民法第399条
条文
編集(債権の目的)
- 第399条
- 債権は、金銭に見積もることができないものであっても、その目的とすることができる。
解説
編集債権の目的の有効要件について、一般的な取引行為以外の約束についてこれを含めるものとした。
債権の目的
編集債権の目的というタイトルのついた条文は本条だけであるが、債権の目的の一般的要件としてはむしろ通常は以下の三つ(正確には四つ)が挙げられる。
- 適法性(民法第91条)・社会的妥当性(民法第90条類推)
- 実現可能性(契約時に目的物が存在する等、物理的ないし常識的に履行可能であること。条文無し)
- 確定可能性(内容がある程度具体的に特定できること。条文無し)
債権の発生により[1]国家による法的な拘束力が付加される[2]ものであることの論理的帰結であるとされる。すなわち、不可能なことは義務付けられないという法原則[3]による。しかし、たとえ本来の債務そのものが元々履行不可能なものであったとしてもこれを有効であると信じて費やした信頼利益については債務不履行によって生じた損害として賠償の対象になりうる(民法第415条)ためその限りでは債権の有効性とその効力は認められるし、医療行為などは患者の状態によってその履行内容は臨機応変に変わりうる。したがってこれらの根拠条文の無いこれら二つの原則は必ずしも厳密なものではない。
以上の三つはいずれも債権に固有のものというわけではなく、民法総則における法律行為の部分で論じられる問題(法律行為の有効要件ー客観的要件)と同一である。本条はその有効要件として債権特有のものを追加したものということである。
金銭に見積もることができないものとは
編集一般的に金銭に換算することのできない債権をいう。一般社会において取引の対象とならないような、当事者個人にとってのみ特別な価値を持つものであっても債権の対象となる。
- Aは、葬儀業者Bに対し、親Cの肉体を火葬する前に遺髪の一部を保管し引き渡すよう依頼しBは了承した。

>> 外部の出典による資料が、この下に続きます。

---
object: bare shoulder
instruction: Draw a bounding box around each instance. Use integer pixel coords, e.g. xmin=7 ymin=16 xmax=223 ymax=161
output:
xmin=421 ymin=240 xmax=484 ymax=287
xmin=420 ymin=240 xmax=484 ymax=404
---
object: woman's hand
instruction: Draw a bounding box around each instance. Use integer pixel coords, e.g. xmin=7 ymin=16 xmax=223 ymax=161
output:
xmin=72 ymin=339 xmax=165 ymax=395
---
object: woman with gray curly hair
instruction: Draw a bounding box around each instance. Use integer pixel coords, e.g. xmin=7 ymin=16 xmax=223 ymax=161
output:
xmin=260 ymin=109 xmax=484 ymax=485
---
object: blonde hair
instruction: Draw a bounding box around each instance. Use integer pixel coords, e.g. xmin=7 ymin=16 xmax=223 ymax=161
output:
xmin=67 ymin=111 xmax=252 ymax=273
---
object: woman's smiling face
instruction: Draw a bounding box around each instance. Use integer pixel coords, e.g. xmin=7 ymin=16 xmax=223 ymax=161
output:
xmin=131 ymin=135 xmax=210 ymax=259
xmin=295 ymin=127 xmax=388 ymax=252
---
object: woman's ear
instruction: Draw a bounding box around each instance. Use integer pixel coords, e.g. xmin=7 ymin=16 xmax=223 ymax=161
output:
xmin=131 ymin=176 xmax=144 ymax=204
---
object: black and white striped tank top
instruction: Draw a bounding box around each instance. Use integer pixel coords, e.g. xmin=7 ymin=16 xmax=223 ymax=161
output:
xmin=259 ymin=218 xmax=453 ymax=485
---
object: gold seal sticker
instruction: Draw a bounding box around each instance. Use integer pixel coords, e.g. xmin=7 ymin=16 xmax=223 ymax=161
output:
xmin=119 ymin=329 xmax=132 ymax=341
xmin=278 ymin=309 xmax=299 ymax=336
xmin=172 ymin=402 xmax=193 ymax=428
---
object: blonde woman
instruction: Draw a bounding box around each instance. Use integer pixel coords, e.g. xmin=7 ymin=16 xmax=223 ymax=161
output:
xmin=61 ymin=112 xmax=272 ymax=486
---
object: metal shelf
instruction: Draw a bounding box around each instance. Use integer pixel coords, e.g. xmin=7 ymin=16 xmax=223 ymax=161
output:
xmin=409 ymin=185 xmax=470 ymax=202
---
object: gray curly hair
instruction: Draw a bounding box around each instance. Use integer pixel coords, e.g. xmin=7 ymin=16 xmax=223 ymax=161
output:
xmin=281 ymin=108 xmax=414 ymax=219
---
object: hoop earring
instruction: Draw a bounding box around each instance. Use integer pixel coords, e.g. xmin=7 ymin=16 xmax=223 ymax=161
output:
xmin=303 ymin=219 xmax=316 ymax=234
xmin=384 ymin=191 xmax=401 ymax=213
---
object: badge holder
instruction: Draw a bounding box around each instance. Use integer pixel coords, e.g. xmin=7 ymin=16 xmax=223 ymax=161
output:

- Aは、親Bの尊敬する僧侶Cに法事で読経をするよう依頼しCは了承したが、実際に来たのは同じ寺に所属する別の僧侶Dであった。
もっとも現代の日本民法においては個人的な精神的苦痛(民法第710条)でさえも慰謝料によって金銭に換算することができる(民法第417条)。したがって、金銭に評価できない債権は事実上存在しないと考えることもでき、その意味で本条は確認的な規定であるとも言われる。
その目的とすることができるとは
編集債権の法的な拘束力を認め、不履行時には究極的には国家による強制執行による債務履行の実現をも可能とする。
保険法における例外規定
編集保険法第3条は、損害保険の対象については一般的に金銭的に評価しないものをその対象としないとしており、本条の例外規定と言える。
脚注
編集- ^ 債権の発生前においても契約締結段階の過失があれば債務者は債権者が契約は有効であると信じたために支出した費用(信頼利益)を払わなければならないという理論は、判例においても採用されてきている。もっとも、債権債務は有効に存在していないため法的構成としては信義則(民法第1条)か不法行為(民法第709条)による
- ^ 民法第414条・民法第415条・民法第417条・民法第703条・民法第704条・民法第709条・民法第710条・民事執行法等参照。但し自然債務については履行された時に無理に取り戻そうとする行為に対してしか国家が強制力をもって関与する(民法第709条、または物権的請求権)ことしかできない。
- ^ ドイツ法における通説に由来する。Impossibilium nulla obligatioという。